Il grande sciopero a favore dei manifestanti in Iran
Negozi e altre attività sono bloccate in decine di città del paese, mentre continua la confusione sull'abolizione della polizia religiosa
È cominciato lunedì in Iran un grande sciopero nazionale di tre giorni indetto dai manifestanti che da mesi protestano contro il regime, con l’intento di mettere pressione sul regime stesso. Lo sciopero, che è uno degli atti più imponenti organizzati in questi mesi di proteste, sta coinvolgendo migliaia di negozianti, studenti e lavoratori in circa 40 città iraniane. Sui social network circolano da lunedì i video di decine di città in cui i negozi sono per la stragrande maggioranza chiusi, con le serrande abbassate. In questi giorni hanno protestato anche i guidatori dei camion, cosa che ha fatto aumentare la sensazione di blocco.

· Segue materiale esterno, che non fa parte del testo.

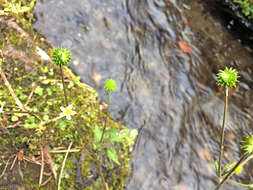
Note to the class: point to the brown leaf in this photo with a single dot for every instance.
(185, 48)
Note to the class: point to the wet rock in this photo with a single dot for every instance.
(234, 10)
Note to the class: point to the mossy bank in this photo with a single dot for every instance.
(33, 138)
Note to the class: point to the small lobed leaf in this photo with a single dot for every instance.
(112, 155)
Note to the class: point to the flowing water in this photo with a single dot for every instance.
(170, 96)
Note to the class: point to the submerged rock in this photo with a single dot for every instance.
(235, 11)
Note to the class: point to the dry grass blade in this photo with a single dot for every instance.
(6, 165)
(42, 165)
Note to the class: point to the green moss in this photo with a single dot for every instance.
(27, 73)
(246, 7)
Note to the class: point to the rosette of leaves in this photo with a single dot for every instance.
(227, 77)
(61, 56)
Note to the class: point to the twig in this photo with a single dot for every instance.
(63, 165)
(30, 160)
(45, 182)
(30, 112)
(64, 88)
(64, 151)
(49, 161)
(244, 159)
(30, 96)
(49, 121)
(6, 165)
(109, 105)
(222, 132)
(42, 165)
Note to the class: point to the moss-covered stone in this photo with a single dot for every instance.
(31, 126)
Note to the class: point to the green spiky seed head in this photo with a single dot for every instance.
(110, 85)
(227, 77)
(61, 56)
(247, 145)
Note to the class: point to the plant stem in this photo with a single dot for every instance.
(64, 88)
(108, 110)
(63, 165)
(242, 159)
(222, 132)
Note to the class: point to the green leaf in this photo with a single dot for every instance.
(115, 136)
(30, 126)
(49, 91)
(112, 155)
(39, 91)
(97, 133)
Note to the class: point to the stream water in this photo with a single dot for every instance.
(170, 96)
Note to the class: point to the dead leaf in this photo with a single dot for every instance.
(185, 48)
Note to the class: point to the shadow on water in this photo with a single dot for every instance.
(170, 96)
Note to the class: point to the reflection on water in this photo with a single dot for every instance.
(169, 95)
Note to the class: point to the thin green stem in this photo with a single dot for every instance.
(63, 165)
(30, 112)
(64, 88)
(222, 132)
(108, 112)
(244, 157)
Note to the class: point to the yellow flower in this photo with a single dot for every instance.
(67, 112)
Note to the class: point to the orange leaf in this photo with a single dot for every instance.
(184, 47)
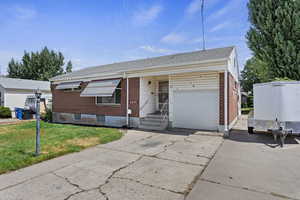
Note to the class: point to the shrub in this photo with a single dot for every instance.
(5, 112)
(246, 111)
(47, 116)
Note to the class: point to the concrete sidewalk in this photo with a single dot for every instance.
(141, 165)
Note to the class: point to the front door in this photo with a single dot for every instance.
(163, 95)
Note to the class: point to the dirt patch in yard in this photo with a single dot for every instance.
(84, 142)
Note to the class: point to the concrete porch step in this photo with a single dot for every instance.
(154, 116)
(151, 122)
(154, 127)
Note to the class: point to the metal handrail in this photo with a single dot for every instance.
(163, 111)
(144, 105)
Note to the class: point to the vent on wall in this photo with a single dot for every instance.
(77, 117)
(100, 119)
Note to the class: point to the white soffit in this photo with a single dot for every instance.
(73, 85)
(100, 88)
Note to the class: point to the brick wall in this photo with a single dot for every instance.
(71, 102)
(232, 98)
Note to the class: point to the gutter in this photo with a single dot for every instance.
(226, 131)
(119, 73)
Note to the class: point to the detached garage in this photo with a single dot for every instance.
(194, 90)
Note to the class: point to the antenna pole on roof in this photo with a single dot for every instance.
(202, 21)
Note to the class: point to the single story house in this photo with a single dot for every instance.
(15, 92)
(194, 90)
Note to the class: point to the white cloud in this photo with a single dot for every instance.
(193, 7)
(220, 12)
(146, 16)
(220, 26)
(153, 49)
(173, 38)
(24, 13)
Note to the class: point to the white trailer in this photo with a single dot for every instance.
(276, 105)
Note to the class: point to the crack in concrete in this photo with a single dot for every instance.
(197, 177)
(248, 189)
(68, 181)
(149, 185)
(34, 177)
(166, 147)
(113, 173)
(72, 184)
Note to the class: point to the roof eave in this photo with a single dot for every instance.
(121, 72)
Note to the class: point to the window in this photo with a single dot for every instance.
(114, 99)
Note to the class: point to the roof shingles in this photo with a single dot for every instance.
(176, 59)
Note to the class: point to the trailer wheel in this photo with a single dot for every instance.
(250, 130)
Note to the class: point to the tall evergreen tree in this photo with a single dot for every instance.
(255, 71)
(69, 67)
(37, 65)
(274, 36)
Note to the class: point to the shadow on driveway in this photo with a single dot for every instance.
(261, 137)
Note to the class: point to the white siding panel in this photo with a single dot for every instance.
(147, 96)
(191, 81)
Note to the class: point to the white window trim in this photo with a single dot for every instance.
(110, 104)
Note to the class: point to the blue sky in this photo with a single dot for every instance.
(94, 32)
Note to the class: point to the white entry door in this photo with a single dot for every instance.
(196, 109)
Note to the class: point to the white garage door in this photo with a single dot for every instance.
(197, 109)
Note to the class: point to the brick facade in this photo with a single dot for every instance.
(233, 98)
(71, 102)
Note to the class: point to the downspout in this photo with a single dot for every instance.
(127, 102)
(226, 132)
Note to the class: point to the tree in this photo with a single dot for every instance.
(69, 67)
(37, 65)
(274, 36)
(255, 71)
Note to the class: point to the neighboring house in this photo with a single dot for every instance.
(15, 92)
(195, 90)
(244, 96)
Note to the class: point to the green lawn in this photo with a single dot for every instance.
(17, 142)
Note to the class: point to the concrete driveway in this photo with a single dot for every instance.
(251, 167)
(142, 165)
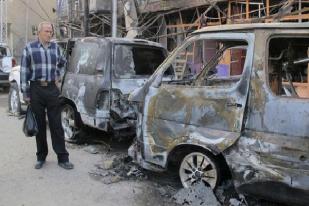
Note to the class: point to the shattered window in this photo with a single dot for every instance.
(131, 61)
(210, 62)
(4, 52)
(288, 66)
(84, 58)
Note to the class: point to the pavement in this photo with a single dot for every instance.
(22, 185)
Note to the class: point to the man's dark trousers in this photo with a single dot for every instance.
(44, 95)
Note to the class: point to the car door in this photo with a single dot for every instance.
(205, 102)
(86, 83)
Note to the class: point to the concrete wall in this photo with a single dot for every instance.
(22, 15)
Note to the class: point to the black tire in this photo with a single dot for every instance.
(71, 123)
(14, 104)
(204, 167)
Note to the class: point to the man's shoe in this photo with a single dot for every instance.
(39, 164)
(66, 165)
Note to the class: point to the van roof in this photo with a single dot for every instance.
(253, 26)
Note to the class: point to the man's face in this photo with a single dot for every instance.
(46, 33)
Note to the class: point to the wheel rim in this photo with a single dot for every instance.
(14, 101)
(68, 122)
(196, 167)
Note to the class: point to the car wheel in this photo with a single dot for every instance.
(199, 166)
(14, 101)
(69, 122)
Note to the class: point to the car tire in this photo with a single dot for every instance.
(14, 103)
(70, 122)
(197, 166)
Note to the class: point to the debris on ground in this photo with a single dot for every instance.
(96, 149)
(117, 168)
(197, 195)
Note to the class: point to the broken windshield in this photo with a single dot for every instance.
(132, 61)
(209, 59)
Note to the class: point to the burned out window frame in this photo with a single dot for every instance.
(267, 53)
(247, 38)
(116, 76)
(74, 69)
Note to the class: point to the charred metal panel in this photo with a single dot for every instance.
(208, 116)
(83, 88)
(100, 98)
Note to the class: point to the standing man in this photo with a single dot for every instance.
(40, 65)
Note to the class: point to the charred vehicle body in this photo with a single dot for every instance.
(239, 98)
(100, 74)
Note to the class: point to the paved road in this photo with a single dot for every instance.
(22, 185)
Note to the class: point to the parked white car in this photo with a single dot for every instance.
(6, 64)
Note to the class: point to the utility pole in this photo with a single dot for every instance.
(86, 18)
(27, 22)
(114, 21)
(3, 21)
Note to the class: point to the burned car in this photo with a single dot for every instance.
(100, 74)
(238, 101)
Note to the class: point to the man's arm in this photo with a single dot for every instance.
(61, 63)
(25, 74)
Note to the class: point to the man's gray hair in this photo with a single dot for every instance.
(44, 23)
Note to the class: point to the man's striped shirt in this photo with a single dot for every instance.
(40, 64)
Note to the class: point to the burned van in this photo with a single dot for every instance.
(238, 98)
(100, 74)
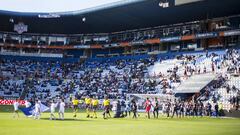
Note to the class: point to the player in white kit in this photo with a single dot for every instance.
(37, 111)
(52, 110)
(15, 105)
(27, 104)
(61, 110)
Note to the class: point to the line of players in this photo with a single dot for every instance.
(180, 109)
(91, 105)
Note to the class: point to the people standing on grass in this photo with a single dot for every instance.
(75, 103)
(95, 104)
(156, 108)
(61, 109)
(106, 105)
(134, 109)
(148, 106)
(15, 106)
(52, 110)
(88, 105)
(37, 112)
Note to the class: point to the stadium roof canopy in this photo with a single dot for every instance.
(113, 15)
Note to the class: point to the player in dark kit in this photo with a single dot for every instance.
(134, 108)
(168, 108)
(156, 108)
(148, 106)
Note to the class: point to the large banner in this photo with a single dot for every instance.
(10, 102)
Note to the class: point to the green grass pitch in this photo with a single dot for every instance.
(122, 126)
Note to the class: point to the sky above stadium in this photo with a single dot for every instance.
(43, 6)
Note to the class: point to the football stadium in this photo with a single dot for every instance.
(119, 67)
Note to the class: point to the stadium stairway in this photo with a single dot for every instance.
(195, 83)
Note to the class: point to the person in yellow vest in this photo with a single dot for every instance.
(88, 105)
(95, 103)
(75, 103)
(106, 105)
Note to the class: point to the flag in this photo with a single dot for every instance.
(30, 110)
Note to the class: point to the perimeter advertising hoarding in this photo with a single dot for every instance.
(206, 35)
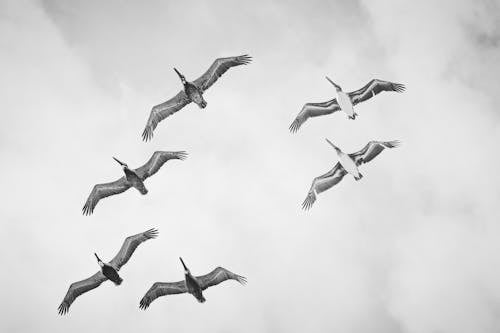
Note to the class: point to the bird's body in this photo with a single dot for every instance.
(346, 104)
(347, 162)
(343, 101)
(195, 95)
(191, 285)
(108, 271)
(191, 92)
(194, 288)
(133, 178)
(345, 166)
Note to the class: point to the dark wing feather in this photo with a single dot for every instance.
(372, 88)
(102, 191)
(371, 150)
(323, 183)
(310, 110)
(217, 276)
(219, 67)
(156, 162)
(129, 246)
(162, 111)
(78, 288)
(161, 289)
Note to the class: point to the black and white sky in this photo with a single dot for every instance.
(413, 247)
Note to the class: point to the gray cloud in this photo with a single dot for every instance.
(411, 248)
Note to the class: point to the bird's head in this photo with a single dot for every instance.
(124, 165)
(186, 270)
(337, 149)
(334, 84)
(99, 261)
(183, 79)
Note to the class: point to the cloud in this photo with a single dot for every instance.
(408, 249)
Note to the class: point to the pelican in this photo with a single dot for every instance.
(347, 164)
(191, 284)
(192, 92)
(133, 178)
(343, 101)
(109, 271)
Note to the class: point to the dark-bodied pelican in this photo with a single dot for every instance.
(191, 284)
(347, 164)
(343, 101)
(192, 92)
(133, 178)
(109, 271)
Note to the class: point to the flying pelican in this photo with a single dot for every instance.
(192, 285)
(344, 102)
(109, 271)
(347, 164)
(133, 178)
(192, 92)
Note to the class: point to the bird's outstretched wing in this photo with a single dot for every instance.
(102, 191)
(78, 288)
(162, 111)
(323, 183)
(129, 246)
(156, 162)
(371, 150)
(310, 110)
(217, 276)
(372, 88)
(161, 289)
(219, 67)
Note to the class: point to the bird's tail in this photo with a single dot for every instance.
(141, 188)
(310, 199)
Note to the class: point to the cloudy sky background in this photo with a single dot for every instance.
(413, 247)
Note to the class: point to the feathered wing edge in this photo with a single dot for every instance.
(101, 191)
(371, 150)
(78, 288)
(130, 245)
(218, 275)
(323, 183)
(156, 161)
(218, 68)
(310, 110)
(159, 289)
(373, 88)
(162, 111)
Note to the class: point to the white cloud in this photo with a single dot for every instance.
(411, 248)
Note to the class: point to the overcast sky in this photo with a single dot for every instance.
(413, 247)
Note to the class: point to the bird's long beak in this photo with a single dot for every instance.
(334, 84)
(183, 264)
(331, 144)
(178, 73)
(121, 163)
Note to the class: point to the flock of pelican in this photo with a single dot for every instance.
(193, 92)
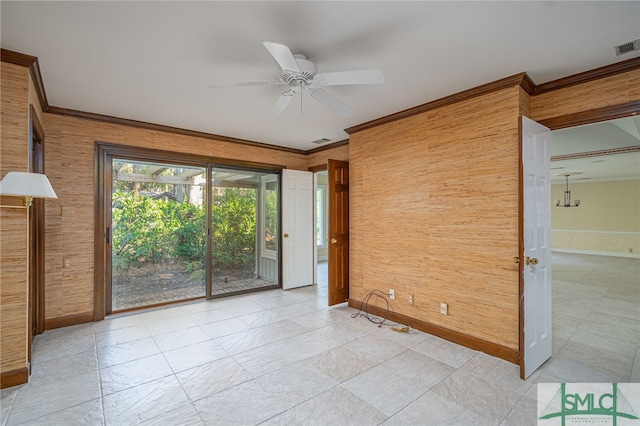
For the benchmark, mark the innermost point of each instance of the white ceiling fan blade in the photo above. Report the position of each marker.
(283, 56)
(246, 83)
(280, 104)
(349, 77)
(331, 102)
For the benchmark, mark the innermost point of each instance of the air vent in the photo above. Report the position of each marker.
(628, 47)
(320, 141)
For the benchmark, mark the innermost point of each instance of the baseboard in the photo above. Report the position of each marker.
(499, 351)
(12, 378)
(68, 320)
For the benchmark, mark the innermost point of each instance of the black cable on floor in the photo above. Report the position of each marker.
(364, 308)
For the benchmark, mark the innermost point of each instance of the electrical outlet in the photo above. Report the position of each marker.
(444, 309)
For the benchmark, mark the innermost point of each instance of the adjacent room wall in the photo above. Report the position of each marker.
(606, 223)
(70, 219)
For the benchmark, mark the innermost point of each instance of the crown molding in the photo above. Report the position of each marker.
(589, 154)
(327, 147)
(30, 62)
(521, 80)
(162, 128)
(587, 76)
(592, 116)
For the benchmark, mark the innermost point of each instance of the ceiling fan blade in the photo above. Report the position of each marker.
(349, 77)
(283, 56)
(246, 83)
(280, 104)
(331, 102)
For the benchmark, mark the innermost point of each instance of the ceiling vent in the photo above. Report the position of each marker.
(628, 47)
(320, 141)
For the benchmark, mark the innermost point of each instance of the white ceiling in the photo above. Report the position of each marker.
(151, 61)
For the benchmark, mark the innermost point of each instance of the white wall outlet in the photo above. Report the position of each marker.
(444, 309)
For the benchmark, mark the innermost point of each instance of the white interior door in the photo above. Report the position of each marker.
(536, 259)
(297, 228)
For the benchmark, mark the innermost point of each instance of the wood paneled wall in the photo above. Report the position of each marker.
(14, 156)
(70, 165)
(434, 213)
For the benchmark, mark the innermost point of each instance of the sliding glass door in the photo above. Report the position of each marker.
(173, 236)
(158, 228)
(244, 230)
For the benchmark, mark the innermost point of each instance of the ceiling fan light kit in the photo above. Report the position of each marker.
(301, 75)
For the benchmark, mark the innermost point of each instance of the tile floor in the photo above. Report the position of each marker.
(281, 357)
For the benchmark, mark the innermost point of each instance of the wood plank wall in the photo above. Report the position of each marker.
(13, 225)
(70, 145)
(434, 213)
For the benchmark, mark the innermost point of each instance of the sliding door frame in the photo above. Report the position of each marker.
(104, 154)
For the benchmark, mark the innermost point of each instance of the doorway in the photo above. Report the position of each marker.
(321, 230)
(595, 292)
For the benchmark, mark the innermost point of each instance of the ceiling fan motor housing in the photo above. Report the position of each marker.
(303, 77)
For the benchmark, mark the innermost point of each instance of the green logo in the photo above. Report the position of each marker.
(588, 403)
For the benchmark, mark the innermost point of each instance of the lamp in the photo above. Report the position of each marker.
(27, 185)
(567, 197)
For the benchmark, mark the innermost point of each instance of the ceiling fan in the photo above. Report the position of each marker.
(301, 75)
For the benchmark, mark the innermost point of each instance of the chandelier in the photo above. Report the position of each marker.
(567, 197)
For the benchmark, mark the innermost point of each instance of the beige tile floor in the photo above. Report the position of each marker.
(283, 357)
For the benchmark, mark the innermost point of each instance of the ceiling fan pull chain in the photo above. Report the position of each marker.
(301, 92)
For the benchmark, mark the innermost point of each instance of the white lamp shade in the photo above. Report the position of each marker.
(23, 184)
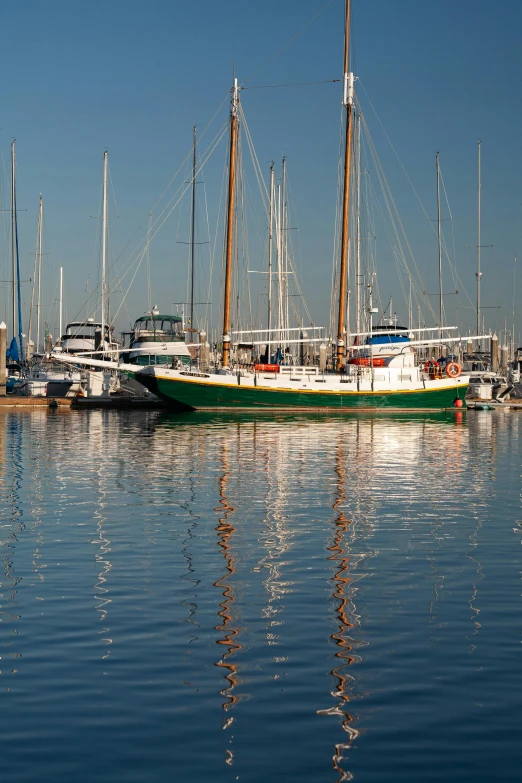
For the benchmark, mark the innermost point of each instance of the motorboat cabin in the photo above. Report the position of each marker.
(157, 339)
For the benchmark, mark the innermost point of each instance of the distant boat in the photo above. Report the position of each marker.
(157, 340)
(395, 381)
(85, 337)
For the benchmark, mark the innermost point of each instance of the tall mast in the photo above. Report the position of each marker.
(479, 273)
(358, 234)
(348, 103)
(192, 232)
(61, 303)
(437, 165)
(13, 236)
(270, 252)
(230, 224)
(39, 293)
(284, 256)
(104, 249)
(279, 267)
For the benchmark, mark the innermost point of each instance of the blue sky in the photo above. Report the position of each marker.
(135, 77)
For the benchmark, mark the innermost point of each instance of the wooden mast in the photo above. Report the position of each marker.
(348, 103)
(230, 225)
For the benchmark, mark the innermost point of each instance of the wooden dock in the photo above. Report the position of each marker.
(17, 401)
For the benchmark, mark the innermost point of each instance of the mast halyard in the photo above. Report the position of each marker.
(104, 250)
(193, 232)
(439, 238)
(39, 295)
(61, 304)
(358, 326)
(270, 258)
(230, 224)
(479, 273)
(348, 103)
(13, 236)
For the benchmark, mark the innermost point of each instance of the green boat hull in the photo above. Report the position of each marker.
(196, 395)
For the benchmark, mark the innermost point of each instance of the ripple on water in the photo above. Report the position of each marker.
(231, 597)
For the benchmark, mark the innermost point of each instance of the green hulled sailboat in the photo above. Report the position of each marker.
(384, 373)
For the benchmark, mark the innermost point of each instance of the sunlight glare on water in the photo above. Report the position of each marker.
(253, 598)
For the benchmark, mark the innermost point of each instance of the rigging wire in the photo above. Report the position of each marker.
(288, 42)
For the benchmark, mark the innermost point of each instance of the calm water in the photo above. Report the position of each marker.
(227, 598)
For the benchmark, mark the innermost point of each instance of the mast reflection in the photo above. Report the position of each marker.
(225, 530)
(346, 618)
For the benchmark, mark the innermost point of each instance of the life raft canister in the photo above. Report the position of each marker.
(364, 361)
(453, 370)
(266, 368)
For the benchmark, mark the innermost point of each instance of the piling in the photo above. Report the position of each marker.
(494, 353)
(504, 358)
(204, 351)
(3, 351)
(322, 356)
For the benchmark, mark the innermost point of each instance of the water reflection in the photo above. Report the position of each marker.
(323, 556)
(345, 611)
(225, 530)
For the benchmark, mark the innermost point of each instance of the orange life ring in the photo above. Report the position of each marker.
(453, 370)
(266, 368)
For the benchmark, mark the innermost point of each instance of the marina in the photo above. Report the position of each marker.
(260, 385)
(300, 597)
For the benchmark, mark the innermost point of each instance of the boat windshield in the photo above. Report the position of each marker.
(86, 330)
(163, 327)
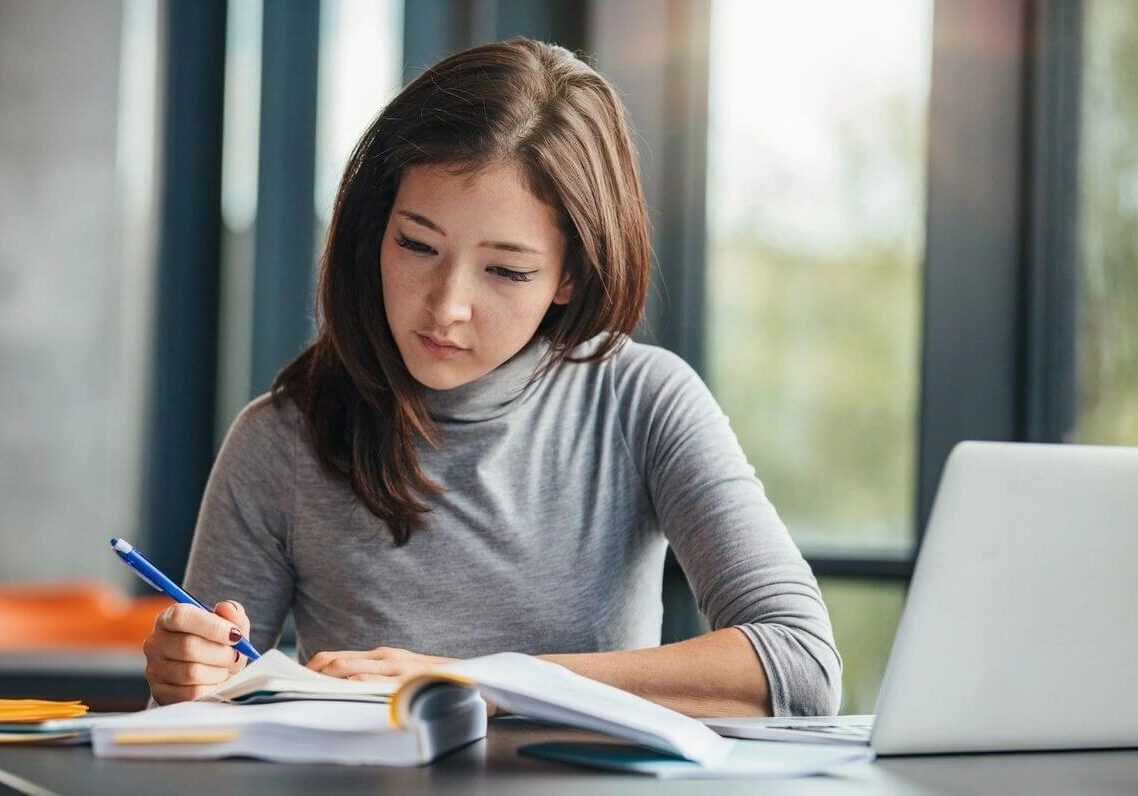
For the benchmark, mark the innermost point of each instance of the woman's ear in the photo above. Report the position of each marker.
(565, 292)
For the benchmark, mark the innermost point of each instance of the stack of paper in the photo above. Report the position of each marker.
(36, 721)
(277, 710)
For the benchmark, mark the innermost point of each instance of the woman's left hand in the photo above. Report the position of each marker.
(388, 664)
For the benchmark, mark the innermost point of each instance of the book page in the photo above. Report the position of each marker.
(277, 673)
(539, 689)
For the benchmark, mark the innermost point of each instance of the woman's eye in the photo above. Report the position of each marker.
(412, 245)
(512, 276)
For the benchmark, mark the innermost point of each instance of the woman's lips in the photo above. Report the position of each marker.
(438, 349)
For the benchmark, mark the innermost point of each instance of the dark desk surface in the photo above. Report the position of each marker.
(107, 681)
(493, 766)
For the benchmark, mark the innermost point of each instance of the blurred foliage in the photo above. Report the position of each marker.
(865, 616)
(1107, 343)
(815, 361)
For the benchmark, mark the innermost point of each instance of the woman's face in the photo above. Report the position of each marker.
(470, 264)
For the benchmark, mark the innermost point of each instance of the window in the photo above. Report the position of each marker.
(1107, 310)
(816, 197)
(76, 223)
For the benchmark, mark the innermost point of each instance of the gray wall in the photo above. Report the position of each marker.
(72, 294)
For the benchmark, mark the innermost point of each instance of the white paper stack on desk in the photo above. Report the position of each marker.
(279, 711)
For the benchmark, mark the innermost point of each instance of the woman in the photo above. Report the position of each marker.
(472, 456)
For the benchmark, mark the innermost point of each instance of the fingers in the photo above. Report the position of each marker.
(231, 610)
(347, 667)
(183, 618)
(321, 661)
(190, 650)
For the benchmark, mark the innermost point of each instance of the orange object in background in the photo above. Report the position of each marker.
(74, 615)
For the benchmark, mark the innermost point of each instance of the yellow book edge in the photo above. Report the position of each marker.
(400, 706)
(196, 736)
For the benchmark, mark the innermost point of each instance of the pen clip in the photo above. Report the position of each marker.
(145, 579)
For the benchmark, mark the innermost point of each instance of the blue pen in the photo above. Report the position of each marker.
(151, 575)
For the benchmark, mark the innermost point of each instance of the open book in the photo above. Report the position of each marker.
(324, 720)
(278, 678)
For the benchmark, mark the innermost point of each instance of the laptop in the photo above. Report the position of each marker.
(1021, 626)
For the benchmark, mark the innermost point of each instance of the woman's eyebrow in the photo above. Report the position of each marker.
(421, 220)
(503, 246)
(500, 245)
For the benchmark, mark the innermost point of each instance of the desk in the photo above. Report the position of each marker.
(493, 766)
(107, 681)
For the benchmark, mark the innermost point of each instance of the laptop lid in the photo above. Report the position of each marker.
(1021, 625)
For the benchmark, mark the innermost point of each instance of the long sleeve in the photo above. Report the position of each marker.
(735, 551)
(241, 540)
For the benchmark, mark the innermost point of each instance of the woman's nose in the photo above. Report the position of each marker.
(450, 300)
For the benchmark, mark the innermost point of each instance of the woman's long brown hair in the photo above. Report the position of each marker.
(520, 101)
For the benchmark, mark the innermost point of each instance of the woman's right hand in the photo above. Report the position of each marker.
(190, 651)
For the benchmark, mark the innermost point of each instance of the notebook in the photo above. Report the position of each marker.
(748, 760)
(274, 676)
(425, 717)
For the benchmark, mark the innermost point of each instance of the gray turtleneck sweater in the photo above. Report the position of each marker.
(560, 500)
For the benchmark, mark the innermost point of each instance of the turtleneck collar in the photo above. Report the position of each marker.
(491, 395)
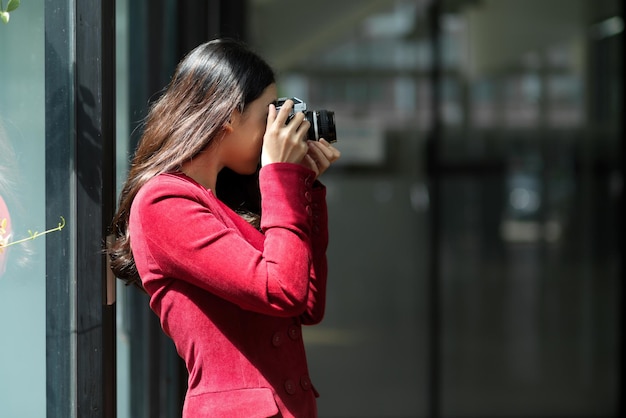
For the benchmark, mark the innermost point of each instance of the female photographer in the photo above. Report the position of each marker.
(232, 271)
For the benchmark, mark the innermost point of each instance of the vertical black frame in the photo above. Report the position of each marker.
(80, 185)
(434, 174)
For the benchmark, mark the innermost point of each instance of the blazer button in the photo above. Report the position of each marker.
(290, 387)
(294, 332)
(305, 382)
(277, 339)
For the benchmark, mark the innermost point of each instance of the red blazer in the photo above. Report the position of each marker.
(232, 298)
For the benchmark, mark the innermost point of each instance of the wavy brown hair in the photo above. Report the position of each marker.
(211, 82)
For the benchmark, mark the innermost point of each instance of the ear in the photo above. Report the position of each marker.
(229, 126)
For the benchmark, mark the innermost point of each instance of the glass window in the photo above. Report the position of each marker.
(22, 189)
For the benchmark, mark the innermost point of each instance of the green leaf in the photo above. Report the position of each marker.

دوشنبه ۱۴ آذر؛ تهران.#اعتصابات_سراسری #مهسا_امینی pic.twitter.com/uBb2K3qdji
— +۱۵۰۰تصویر (@1500tasvir) December 5, 2022
È tuttavia molto complesso capire quanto lo sciopero sia davvero partecipato, in assenza di informazioni affidabili provenienti dall’Iran. È anche possibile che almeno una parte dei negozianti abbia deciso di chiudere le proprie attività non tanto in solidarietà con i manifestanti quanto per timore che i negozi venissero coinvolti negli scontri e dalle violenze.
Il regime iraniano sostiene che i negozianti abbiano chiuso le loro attività perché minacciati dai manifestanti «rivoltosi», anche se a giudicare dall’ampiezza dello sciopero generale sembra estremamente improbabile.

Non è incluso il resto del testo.